From over the sea,
From the land where philosophers plenty be
From the land that produced no Kants with a K,
But many Cants with a C.
Where the Hodmadod crawls in its shell confined,
The Symbol exalted of Fetterless Mind,
And Arithmetic sits on her throne of pride
As Theology personified.
We have fished in the Lake,
And the Worm wouldn’t bite.
Our preachers have covered
The Pit from our sight.
By the wisdom of Comte
We have learned to devise
Our own little roofs, and
Dispense with the skies.
The Gods and the Godlings
On dust—laden shelves
Repose for a sign.
We are all Gods ourselves!
And so we come here
With gum—pot and shear
Devoid of convictions, but blessed with long faces,
From every land’s vext Book
To clip out a text—book
Which gives us religion on natural bases .
PRESIDENT (solo, tremolo)
In Afric’s sunny clime the slave
Assuages both catarrh and grief
By blowing of his nose upon
The Moral Pocket—handkerchief.
His fetich grins beneath the tree
A skull, three rags, an ostrich—feather;
He turns aside to us who give
Good texts and textile goods together.
Ber—etheren, ere ye stain the pen,
Think of that joyous Afrikander;
What saith the Chief of Married Men?
Sauce for the goose will suit the gander.]

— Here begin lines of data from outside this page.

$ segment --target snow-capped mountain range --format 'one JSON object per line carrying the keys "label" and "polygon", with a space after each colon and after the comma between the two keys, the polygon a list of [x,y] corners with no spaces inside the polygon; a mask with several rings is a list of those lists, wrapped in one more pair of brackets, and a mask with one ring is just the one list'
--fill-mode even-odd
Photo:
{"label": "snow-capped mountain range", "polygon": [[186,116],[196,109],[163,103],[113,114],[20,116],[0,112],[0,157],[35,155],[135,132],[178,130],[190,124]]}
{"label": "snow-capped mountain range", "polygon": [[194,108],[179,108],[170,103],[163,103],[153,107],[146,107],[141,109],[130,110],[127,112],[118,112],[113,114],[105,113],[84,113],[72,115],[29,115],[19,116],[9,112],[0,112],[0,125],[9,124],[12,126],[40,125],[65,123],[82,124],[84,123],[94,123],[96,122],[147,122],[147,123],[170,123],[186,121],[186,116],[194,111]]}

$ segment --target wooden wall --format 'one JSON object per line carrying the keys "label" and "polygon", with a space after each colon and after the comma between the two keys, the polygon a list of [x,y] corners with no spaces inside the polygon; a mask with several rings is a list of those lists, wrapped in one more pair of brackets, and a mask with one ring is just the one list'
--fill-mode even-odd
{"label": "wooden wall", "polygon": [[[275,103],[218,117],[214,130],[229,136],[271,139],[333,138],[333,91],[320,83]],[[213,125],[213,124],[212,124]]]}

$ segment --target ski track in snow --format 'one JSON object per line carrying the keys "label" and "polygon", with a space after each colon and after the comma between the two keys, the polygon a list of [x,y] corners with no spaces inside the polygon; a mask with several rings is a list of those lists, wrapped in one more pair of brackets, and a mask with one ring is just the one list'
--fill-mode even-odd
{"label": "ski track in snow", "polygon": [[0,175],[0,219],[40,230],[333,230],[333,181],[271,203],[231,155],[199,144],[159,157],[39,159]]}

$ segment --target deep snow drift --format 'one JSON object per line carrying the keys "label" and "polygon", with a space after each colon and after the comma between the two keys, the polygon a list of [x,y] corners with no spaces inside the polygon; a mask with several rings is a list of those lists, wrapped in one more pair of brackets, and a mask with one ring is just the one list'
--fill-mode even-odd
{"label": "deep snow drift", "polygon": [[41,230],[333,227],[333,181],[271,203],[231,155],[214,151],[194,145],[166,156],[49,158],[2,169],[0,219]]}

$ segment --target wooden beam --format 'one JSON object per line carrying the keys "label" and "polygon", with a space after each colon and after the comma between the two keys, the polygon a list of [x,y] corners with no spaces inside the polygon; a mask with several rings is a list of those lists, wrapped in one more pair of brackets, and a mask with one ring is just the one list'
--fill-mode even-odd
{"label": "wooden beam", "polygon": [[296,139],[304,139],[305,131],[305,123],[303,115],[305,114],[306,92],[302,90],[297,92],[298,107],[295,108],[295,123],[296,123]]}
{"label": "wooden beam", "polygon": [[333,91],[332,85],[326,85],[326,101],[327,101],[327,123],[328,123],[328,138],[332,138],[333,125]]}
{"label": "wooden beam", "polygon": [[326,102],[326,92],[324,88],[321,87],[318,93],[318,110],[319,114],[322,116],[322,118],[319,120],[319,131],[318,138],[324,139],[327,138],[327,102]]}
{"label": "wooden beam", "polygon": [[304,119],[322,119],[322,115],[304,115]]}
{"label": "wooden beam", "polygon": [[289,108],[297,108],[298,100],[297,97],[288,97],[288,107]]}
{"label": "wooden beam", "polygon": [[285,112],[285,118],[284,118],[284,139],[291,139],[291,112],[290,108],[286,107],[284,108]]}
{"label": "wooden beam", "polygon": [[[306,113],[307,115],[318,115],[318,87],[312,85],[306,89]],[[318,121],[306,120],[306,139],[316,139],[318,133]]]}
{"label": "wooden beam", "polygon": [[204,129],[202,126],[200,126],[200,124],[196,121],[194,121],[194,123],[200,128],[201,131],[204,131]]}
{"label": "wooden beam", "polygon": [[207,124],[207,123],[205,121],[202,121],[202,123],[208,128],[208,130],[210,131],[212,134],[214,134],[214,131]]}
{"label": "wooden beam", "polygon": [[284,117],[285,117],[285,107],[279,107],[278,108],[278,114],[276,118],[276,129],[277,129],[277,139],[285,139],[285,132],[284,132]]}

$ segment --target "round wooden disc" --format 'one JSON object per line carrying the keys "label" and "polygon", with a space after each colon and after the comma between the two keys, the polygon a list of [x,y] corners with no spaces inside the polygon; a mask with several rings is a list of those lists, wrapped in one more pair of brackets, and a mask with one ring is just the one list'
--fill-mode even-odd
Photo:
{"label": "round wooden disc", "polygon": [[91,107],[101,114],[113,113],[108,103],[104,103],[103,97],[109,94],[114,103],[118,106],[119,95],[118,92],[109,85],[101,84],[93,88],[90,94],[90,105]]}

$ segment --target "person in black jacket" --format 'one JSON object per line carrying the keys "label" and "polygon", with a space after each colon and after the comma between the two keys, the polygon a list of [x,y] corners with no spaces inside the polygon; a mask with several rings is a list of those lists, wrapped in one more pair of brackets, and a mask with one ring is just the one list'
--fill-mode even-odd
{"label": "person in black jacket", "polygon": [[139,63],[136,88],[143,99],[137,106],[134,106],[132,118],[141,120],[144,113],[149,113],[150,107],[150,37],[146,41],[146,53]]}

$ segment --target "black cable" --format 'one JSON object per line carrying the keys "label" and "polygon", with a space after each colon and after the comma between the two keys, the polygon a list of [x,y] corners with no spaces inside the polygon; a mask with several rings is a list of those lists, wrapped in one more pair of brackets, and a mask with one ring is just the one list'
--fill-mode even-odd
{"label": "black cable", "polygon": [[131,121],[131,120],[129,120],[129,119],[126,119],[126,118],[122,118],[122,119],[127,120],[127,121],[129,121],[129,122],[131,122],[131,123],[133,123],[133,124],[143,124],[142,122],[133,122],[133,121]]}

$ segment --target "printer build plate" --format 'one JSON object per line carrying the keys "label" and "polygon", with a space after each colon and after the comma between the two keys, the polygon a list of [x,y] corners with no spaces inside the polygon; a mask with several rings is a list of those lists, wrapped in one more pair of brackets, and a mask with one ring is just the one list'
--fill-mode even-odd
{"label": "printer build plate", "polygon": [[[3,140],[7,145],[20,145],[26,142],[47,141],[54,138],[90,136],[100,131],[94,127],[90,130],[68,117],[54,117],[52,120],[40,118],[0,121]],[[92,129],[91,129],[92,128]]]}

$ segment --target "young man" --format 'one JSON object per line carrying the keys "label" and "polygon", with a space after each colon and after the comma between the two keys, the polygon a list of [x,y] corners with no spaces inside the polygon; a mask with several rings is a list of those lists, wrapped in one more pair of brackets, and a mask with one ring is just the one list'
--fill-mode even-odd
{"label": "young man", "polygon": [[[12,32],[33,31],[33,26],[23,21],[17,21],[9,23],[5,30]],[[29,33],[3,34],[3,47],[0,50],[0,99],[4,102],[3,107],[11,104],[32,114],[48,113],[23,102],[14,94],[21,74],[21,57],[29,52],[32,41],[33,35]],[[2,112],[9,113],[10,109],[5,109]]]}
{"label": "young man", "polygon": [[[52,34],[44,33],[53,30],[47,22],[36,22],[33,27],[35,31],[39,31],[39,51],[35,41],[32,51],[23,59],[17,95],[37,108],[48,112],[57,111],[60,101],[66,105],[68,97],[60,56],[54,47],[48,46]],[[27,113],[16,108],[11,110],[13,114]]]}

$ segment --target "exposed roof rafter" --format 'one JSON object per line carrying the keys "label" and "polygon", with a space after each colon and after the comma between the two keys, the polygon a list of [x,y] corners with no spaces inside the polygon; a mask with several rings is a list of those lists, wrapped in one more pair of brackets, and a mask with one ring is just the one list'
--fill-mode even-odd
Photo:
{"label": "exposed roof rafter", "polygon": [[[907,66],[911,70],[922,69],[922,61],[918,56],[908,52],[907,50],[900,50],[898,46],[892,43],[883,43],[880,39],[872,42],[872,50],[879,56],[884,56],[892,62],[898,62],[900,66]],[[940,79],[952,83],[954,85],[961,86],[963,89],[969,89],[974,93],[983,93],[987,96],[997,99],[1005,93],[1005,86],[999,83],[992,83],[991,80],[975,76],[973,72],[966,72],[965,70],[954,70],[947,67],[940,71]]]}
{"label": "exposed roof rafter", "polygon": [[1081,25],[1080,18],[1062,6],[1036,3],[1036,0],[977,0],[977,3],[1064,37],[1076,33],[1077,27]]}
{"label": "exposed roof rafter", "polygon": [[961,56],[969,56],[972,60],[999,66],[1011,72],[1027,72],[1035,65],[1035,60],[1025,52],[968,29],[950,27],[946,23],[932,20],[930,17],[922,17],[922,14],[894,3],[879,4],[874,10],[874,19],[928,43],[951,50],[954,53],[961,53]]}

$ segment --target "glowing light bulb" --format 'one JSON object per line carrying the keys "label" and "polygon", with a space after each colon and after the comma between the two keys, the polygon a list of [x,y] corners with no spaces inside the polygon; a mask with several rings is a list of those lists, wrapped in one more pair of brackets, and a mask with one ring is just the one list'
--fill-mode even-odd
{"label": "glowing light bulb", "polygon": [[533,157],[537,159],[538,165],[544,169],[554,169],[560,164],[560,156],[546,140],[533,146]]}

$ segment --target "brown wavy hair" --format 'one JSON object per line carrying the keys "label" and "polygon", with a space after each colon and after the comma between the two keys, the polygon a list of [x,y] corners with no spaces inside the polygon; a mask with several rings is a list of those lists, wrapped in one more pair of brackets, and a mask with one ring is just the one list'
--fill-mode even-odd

(Flourish of silver trumpets)
In the name of the Great God Fudge,
I charge ye take good heed
To weigh and sift and sniff and judge
The merits of every creed,
That no man may your wage begrudge,
That your fame may be great indeed.
Who have gotten a God at the Government’s nod
In the land where the deities breed.
The COMMITTEE fall to their labours.
The INDIAN PANTHEON rises behind them in red fire.
CHORUS OF THE INDIAN PANTHEON
We be the Gods of the East,
Older than all
Rulers of Greatest and Least,
Rulers of Mourning and Feast,
Rulers of Man and of Beast.
How shall we fall
Whose feet are made firm on men’s necks—
Whose hands hold their heart—strings in thrall?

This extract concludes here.